Les références aux images chrétiennes traditionnelles de la mort apparaissent dans le travail du photographe Andres Serrano, par lequel Condon reconnaît avoir été considérablement influencé. La « série de la morgue » fait écho à des thèmes de la Renaissance comme la Nativité ou la déposition du Christ. Serrano a insufflé dans ces images une beauté lumineuse rappelant que, dans la tradition, la mort est simplement le passage entre deux états de l’être. « Je ne les vois pas comme des cadavres, je les appelle mes modèles, mes sujets. Je m’intéresse à leur façon d’avoir encore une présence humaine, car une partie de leur âme est intacte », explique-t-il.

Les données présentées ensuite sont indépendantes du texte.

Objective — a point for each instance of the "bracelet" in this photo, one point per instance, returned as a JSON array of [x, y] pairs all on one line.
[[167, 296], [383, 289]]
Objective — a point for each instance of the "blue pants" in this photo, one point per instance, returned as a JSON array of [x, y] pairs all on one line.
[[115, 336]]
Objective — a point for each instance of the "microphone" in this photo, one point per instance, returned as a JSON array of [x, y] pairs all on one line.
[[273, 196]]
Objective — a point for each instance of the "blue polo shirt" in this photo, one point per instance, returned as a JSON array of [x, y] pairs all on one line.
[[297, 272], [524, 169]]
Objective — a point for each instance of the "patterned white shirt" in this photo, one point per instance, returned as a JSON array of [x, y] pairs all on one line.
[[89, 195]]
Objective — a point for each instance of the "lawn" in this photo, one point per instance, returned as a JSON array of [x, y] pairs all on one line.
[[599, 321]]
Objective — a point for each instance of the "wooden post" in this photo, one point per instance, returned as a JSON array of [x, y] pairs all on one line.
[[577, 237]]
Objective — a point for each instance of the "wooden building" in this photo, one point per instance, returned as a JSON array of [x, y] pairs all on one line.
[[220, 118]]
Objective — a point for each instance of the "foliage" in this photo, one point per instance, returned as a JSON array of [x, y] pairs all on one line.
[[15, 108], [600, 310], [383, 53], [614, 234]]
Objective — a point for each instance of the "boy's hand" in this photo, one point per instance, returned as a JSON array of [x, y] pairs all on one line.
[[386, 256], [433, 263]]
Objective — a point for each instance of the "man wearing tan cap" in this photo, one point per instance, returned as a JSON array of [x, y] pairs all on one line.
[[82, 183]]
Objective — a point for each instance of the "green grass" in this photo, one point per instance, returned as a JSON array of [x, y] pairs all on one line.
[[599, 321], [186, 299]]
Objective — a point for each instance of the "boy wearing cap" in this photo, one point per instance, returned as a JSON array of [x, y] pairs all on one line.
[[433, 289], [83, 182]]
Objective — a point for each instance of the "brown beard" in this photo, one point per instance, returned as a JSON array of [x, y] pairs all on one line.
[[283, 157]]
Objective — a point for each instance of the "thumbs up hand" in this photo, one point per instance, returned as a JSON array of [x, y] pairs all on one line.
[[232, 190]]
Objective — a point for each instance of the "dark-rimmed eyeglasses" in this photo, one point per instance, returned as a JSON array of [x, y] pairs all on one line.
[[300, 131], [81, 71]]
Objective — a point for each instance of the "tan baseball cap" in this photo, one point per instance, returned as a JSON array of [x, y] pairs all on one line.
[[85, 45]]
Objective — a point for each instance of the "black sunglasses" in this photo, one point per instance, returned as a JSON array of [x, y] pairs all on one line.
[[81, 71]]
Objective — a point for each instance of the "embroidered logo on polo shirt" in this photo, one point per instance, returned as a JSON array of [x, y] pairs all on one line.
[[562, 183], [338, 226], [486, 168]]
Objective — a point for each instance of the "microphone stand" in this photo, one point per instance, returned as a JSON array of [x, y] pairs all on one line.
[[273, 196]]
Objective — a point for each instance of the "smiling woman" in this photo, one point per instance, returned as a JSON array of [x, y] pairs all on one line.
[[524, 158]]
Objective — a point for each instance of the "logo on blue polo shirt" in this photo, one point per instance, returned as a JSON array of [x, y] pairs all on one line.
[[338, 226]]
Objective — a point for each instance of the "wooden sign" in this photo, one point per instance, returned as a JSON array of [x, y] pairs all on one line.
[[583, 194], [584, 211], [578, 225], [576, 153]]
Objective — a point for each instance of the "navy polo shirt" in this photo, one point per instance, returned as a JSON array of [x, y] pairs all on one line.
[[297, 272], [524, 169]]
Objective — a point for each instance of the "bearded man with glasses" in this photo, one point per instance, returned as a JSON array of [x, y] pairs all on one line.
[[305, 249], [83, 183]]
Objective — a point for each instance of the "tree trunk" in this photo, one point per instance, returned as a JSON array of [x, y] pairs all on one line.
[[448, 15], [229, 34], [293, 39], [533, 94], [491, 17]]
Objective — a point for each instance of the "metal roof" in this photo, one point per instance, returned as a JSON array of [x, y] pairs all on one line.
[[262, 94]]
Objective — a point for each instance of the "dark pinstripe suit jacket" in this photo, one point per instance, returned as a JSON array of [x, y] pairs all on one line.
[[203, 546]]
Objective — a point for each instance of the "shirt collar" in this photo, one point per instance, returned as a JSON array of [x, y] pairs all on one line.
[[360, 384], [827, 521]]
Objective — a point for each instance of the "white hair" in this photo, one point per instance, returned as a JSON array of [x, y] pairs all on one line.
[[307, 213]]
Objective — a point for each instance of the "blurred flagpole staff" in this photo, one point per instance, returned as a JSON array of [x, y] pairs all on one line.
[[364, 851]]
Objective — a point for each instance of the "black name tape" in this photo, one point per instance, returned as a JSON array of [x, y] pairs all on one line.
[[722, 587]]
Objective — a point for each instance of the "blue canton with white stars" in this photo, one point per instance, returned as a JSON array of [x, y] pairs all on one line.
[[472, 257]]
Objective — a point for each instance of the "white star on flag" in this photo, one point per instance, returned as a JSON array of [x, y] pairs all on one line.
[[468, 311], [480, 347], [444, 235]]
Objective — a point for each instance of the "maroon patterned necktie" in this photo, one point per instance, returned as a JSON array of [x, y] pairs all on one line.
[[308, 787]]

D’autres artistes trouvent leur inspiration dans la médecine, un substitut séculier de la religion. Cette approche est évidente dans Mütter Museum, un livre édité par le Collège des physiciens de Philadelphie, qui rassemble de magnifiques photos de morts, d’anomalies médicales et de morceaux de cadavres. Pour Gretchen Wordon, directrice du musée et auteur du livre, « les artistes viennent voir nos collections pour plusieurs raisons, certains étant fascinés par la mort, la détérioration, la difformité alors que d’autres sont intéressés par la beauté intrinsèque du corps ».
Les artistes ont-ils des responsabilités différentes de celles des journalistes vis-à-vis de la mort ? Alfredo Jaar pense que oui. En 1994, au moment du génocide, il est allé au Rwanda. Il en a rapporté près de trois mille photos pour, au bout du compte, décider de ne pas les montrer. La presse européenne en a publié certaines, mais pas les Américains. « J’ai besoin de créer une nouvelle stratégie de représentation », explique le reporter. Il enferme donc ses clichés dans des boîtes noires et décrit précisément leur contenu sur une étiquette.